Purpose The current literature on pediatric autoimmune encephalitis (AE) focuses on medical identification/diagnosis and medical treatments. Data about the identification and treatment of communication disorders in these children are limited. This clinical focus article provides an example of the speech, language, and communication characteristics, intervention, and recovery of a single child with medical diagnoses of pediatric AE and pediatric acute-onset neuropsychiatric syndrome (PANS) and special education eligibility under the autism spectrum disorder category. Method This is an in-depth illustrative/descriptive case study. Medical, educational, and speech-language documentation of one child diagnosed with AE at age 7 years was reviewed. Methods included interviews with family members, teachers, and the school speech-language pathologist and reviews of documentation including evaluations, reports, and Individualized Education Programs. Results This child received special education and therapy services through his public school and a university speech-language clinic. He concurrently received medical treatment for AE and PANS. Comprehensive augmentative and alternative communication (AAC) intervention included the use of core words, modeling, parallel talk, self-talk, expansive recasts, shared book reading, family counseling, and collaboration with the parents and the school speech-language pathologist. The child made progress on all goals despite irregular attendance to therapy due to medical complications. Discussion Because experimental research including this population is currently limited, this descriptive case study provides valuable information to clinicians, educators, pediatricians, medical diagnosticians, and anyone providing services to a child with a complex neuropsychological disorder like AE. Future research is needed with more children who have AE, especially experimental investigations of the intervention methods utilized here. Additional research of more children with AE can provide information about the scope and severity of speech, language, and communication needs and the trajectory of recovery given AAC intervention.

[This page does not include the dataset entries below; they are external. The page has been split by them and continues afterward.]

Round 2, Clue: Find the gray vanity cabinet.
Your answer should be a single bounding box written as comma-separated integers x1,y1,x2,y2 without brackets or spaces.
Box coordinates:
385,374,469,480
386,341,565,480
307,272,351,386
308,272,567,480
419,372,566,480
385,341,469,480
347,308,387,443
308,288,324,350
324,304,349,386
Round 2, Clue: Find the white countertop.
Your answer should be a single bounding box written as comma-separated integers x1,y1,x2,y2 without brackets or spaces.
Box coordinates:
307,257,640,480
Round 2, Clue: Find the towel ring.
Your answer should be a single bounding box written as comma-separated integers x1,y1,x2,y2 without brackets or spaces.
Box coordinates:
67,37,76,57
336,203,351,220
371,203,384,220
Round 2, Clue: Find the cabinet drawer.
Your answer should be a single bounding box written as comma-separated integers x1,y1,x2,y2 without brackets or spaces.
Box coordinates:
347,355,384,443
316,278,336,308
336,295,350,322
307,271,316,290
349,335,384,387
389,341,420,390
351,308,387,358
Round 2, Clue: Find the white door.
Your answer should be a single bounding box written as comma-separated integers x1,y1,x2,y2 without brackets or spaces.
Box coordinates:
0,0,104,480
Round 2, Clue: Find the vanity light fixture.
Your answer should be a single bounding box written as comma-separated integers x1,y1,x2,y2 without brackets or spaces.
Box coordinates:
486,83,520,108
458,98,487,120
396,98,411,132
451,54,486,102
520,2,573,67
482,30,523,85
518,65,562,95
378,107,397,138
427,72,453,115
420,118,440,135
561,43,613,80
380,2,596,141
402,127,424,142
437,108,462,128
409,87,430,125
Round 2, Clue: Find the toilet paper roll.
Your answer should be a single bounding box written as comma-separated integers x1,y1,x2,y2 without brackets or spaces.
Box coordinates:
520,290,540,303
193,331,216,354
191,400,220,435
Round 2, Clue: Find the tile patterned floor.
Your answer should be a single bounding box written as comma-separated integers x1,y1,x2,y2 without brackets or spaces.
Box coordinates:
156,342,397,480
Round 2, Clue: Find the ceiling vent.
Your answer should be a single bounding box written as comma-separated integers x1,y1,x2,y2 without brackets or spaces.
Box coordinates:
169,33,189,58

目的 目前关于儿科自身免疫性脑炎 (AE) 的文献主要集中在医学鉴定/诊断和医学治疗上。关于这些儿童沟通障碍的识别和治疗的数据有限。本临床重点文章提供了一个单一儿童的言语、语言和沟通特征、干预和康复的例子,该儿童的医学诊断为儿科 AE 和儿科急性发作神经精神综合征 (PANS),并根据自闭症谱系障碍类别获得特殊教育资格。 方法 这是一个深入的说明/描述性案例研究。对一名 7 岁时被诊断为 AE 的儿童的医学、教育和言语语言记录进行了回顾。方法包括对家庭成员、教师和学校言语语言病理学家进行访谈,并对包括评估、报告和个别化教育计划在内的记录进行审查。 结果 该儿童通过他的公立学校和一所大学言语语言诊所接受特殊教育和治疗服务。他同时接受 AE 和 PANS 的医疗治疗。全面的辅助和替代沟通 (AAC) 干预包括使用核心词、模仿、平行谈话、自我对话、扩展重述、共享阅读、家庭咨询以及与父母和学校言语语言病理学家的合作。尽管由于医疗并发症导致治疗经常中断,但该儿童在所有目标上都取得了进步。 讨论 由于目前针对该人群的实验研究有限,本描述性案例研究为临床医生、教育工作者、儿科医生、医学诊断医生以及为患有 AE 等复杂神经心理障碍的儿童提供服务的任何人提供了有价值的信息。需要对更多患有 AE 的儿童进行未来研究,特别是对这里使用的干预方法进行实验研究。对更多患有 AE 的儿童进行更多研究可以提供有关言语、语言和沟通需求的范围和严重程度以及 AAC 干预后的康复轨迹的信息。